Décadas de desenvolvimento orientado ao automóvel e a priorização de infraestrutura urbana para os carros levaram nossas cidades à exaustão. Felizmente, a Política Nacional de Mobilidade Urbana (PNMU), cuja diretriz central é a prevalência dos meios de transporte não motorizados sobre os motorizados, impulsionou o planejamento para o transporte sustentável.
Com a PNMU e recursos do Programa de Aceleração ao Crescimento (PAC), as cidades desenvolveram sistemas BRT (Bus Rapid Transit), faixas e corredores de ônibus, ciclovias, além de outras medidas de qualificação do espaço urbano e transporte público. Transformações fundamentais, mas não suficientes para resolver todos os problemas de mobilidade urbana.
Se aos gestores públicos cabe transformar projetos em realidade, do outro lado do tabuleiro existem outros agentes importantes. Um deles são as organizações que, com governança e criatividade, têm grande potencial de influenciar seus funcionários no modo como vão ao trabalho – através da gestão de demanda de viagens (GDV).
MPF-PE dá folga a servidores ciclistas
O Ministério Público Federal de Pernambuco (MPF-PE), em Recife, traz um bom exemplo. Desde segunda-feira (2), servidores que pedalarem por 15 dias úteis ao trabalho – comprovando a entrada de bike na guarita do prédio – têm direito a um dia de folga. O procurador da República Rafael Ribeiro Nogueira Filho é quem teve a ideia. Ao G1, ele contou que já usava a bike alguns dias ao trabalho por causa do trânsito caótico na cidade. Um dos maiores empecilhos para a pedalada era o calor, por isso providenciou também a implantação de um vestiário no prédio.
Mesmo sem saber, Nogueira Filho implantou uma estratégia GDV, que busca mais eficiência no modo como os funcionários vão ao trabalho, estimulando a mudança de hábitos por modais mais sustentáveis, como é o caso da bicicleta. É comprovado: o fato de não enfrentar o trânsito diariamente traz mais qualidade de vida e produtividade ao funcionário, mas os benefícios são coletivos. (Leia mais sobre a gestão de demanda de viagens)

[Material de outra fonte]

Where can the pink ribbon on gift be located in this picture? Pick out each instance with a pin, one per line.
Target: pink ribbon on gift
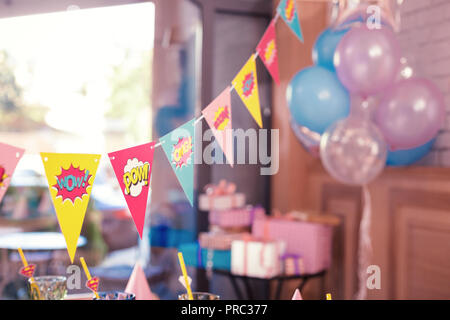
(224, 188)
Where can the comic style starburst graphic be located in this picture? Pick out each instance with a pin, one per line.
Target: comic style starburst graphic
(72, 183)
(248, 84)
(182, 152)
(289, 10)
(269, 52)
(221, 118)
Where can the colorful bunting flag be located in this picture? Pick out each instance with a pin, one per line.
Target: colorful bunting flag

Recife é a capital mais congestionada do Brasil, com 60% de vias públicas em lentidão nos horários-pico – ou seja, na ida e volta ao trabalho. O MPF-PE tem 160 servidores, mas estacionamento para 80 carros. A portaria que rege a nova regra esclarece, contudo, que o benefício não se estende aos procuradores da República nem a servidores terceirizados. Já para os estagiários, caberá ao supervisor a decisão. A boa notícia é que outras unidades do Ministério Público simpatizaram com a medida e estudam replicá-la.
Otimização de viagens já acontece no Brasil e fora dele
Guilherme Tampieri, colaborador do blog, escreveu aqui sobre uma iniciativa de estímulo à bicicleta em Paris através do benefício financeiro: a recompensa por pedalar era 55 euros por mês. A iniciativa contou com 18 empresas voluntárias que empregam mais de 10 mil pessoas, e o primeiro balanço mostrou que o número de pessoas indo ao trabalho de bicicleta aumentou 70%.

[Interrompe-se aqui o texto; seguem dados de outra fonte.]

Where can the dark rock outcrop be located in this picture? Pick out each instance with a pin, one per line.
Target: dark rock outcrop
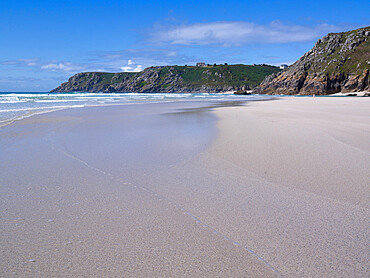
(339, 62)
(170, 79)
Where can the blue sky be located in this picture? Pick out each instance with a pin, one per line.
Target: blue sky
(43, 43)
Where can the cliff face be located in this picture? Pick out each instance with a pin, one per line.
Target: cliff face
(339, 62)
(168, 79)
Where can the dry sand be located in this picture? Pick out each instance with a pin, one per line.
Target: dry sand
(114, 192)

No Brasil, algumas empresas são referência em GDV, ou mobilidade corporativa, termo comumente utilizado. A torre Santander, em São Paulo, tem um amplo programa de transporte aos funcionários há quatro anos, quando reorganizou o fluxo interno e as prioridades, com flexibilidade de horários e jornadas home-office.

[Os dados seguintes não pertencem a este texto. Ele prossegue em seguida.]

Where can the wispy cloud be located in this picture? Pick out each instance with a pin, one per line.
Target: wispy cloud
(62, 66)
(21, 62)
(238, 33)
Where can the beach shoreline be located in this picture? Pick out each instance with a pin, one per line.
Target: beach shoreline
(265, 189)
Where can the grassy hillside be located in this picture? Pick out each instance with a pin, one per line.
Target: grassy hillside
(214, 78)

Na mesma região da torre, na Berrini, um projeto piloto do Banco Mundial, WRI Brasil e EMBARQ Brasil (produtora deste blog) também fomentou alternativas de transporte entre os funcionários de 20 empresas. As companhias mais inovadoras e de maior sucesso no mundo já desenvolvem programas GDV.
Se o MPF-PE mensurar seus resultados em produtividade antes e após a medida, pode inspirar e lançar tendência entre os demais órgãos públicos e privados do país.